Of course you have. Therefore, from BQB HQ in Fabulous East Randomtown, it’s the Top Ten Ways You Can Become a Mad Scientist, Just Like Doctor Hugo Von Science:
#10 – Laugh Maniacally Over Everything…
…especially when the world gives you the slightest advantage. Drive-thru gave you an extra large fry instead of the small you ordered at no additional cost?
That’s not just a win. That’s a reason to laugh maniacally. “Yes, with the energy these extra fried potatoes, I shall conquer the world! Muah ha ha ha!”
#9 – Always Monologue
It’s not just enough to laugh maniacally. You must also spell out the advantage you received that made you laugh in a maniacal manner. See above where you explain why getting extra fries helps you.
#8 – Always Have a Plan for World Domination
Mad scientists often begin as regular scientists who feel their genius is unappreciated. After years of study, they tend to receive years of neglect with no one giving them so much as a pat on the back for a job well done when it comes to their science-ing. Thus, they become jaded and turn their science skills toward evil instead of good.
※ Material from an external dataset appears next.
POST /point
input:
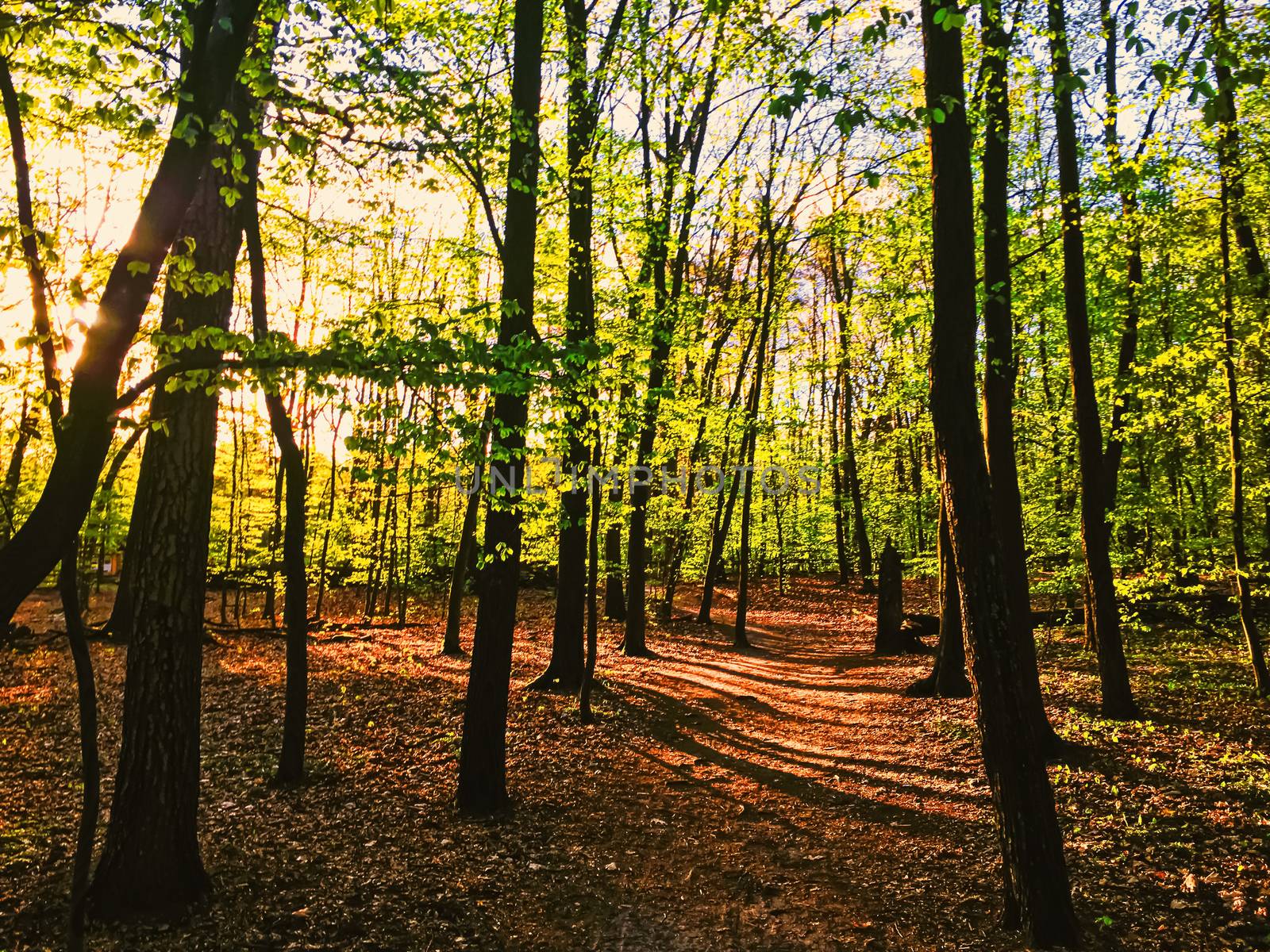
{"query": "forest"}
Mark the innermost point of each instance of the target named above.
(634, 475)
In fact, hug a scientist today. You never know. You might just stave of a plot for global domination by doing so.
#7 – Have a Lair
Could be your basement, an abandoned warehouse, any rusty old claptrap will do.
#6 – Have Many Bubbling Potions
It’s not really a good idea to leave poisonous chemicals lying around, but you should at least give the appearance to the world that you don’t give an F. Maybe just fill up some beakers full of Mountain Dew and Diet Shasta Orange.
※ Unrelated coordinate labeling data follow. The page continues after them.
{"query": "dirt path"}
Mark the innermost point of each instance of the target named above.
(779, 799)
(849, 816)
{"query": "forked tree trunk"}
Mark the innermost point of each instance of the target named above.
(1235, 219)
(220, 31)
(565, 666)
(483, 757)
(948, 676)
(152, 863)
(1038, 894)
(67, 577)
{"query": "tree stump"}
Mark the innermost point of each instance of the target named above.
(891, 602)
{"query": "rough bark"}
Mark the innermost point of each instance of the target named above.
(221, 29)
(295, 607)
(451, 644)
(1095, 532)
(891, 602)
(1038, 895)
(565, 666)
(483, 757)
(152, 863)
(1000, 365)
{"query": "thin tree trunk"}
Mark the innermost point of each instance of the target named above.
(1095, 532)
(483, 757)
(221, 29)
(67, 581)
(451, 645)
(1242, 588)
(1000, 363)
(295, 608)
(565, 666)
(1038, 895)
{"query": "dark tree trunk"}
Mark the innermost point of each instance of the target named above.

You know what? Skip this part. Don’t do it. Don’t mess with chemicals or even pretend to. My lawyer says I can’t afford that kind of hassle.
#5 – Be German
The best mad scientists are always German. Stereotype? Maybe. Leftover fear of Nazi experiments gone awry? Surely. All I know is that if you are German or can fake a good German accent, you will move up to the very tip top of the mad scientist game.
Deny all you want but you’ve never heard of a famous mad scientist who sounded like he was from North Dakota, have you? “Ohh yah, I’m gonna take over the world, don’t you know?”
Nope. Never happens.
#4 – Have Crazy Hair
Dr. Hugo does not have crazy hair but you should. The crazier the better. Your hair should always look like it was destroyed by your latest experiment.
#3 – Have a Pet Sidekick
Really, a mad scientist is not complete without a chimpanzee nearby waiting to hand him all the instruments of destruction he needs.
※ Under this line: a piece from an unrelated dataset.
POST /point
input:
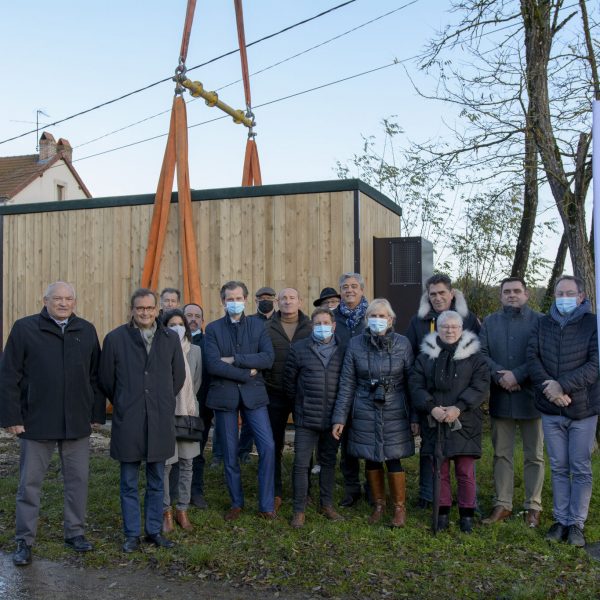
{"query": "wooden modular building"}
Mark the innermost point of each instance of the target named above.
(302, 235)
#2 – Never Be Seen Without Your Lab Coat On
Can you think of a good mad scientist who didn’t wear a white lab coat?
#1 – Do Crazy Science Shit
This goes without saying. Obviously, for legal reasons, I can’t advise you to use science for the purposes of global domination but…you know, it’s pretty much what mad scientists do so…you know what? Forget this. Don’t break the law. Don’t be a mad scientist. Be a nice, sane scientist. Use science to help people. Don’t be like Dr. Hugo Von Science. He sucks.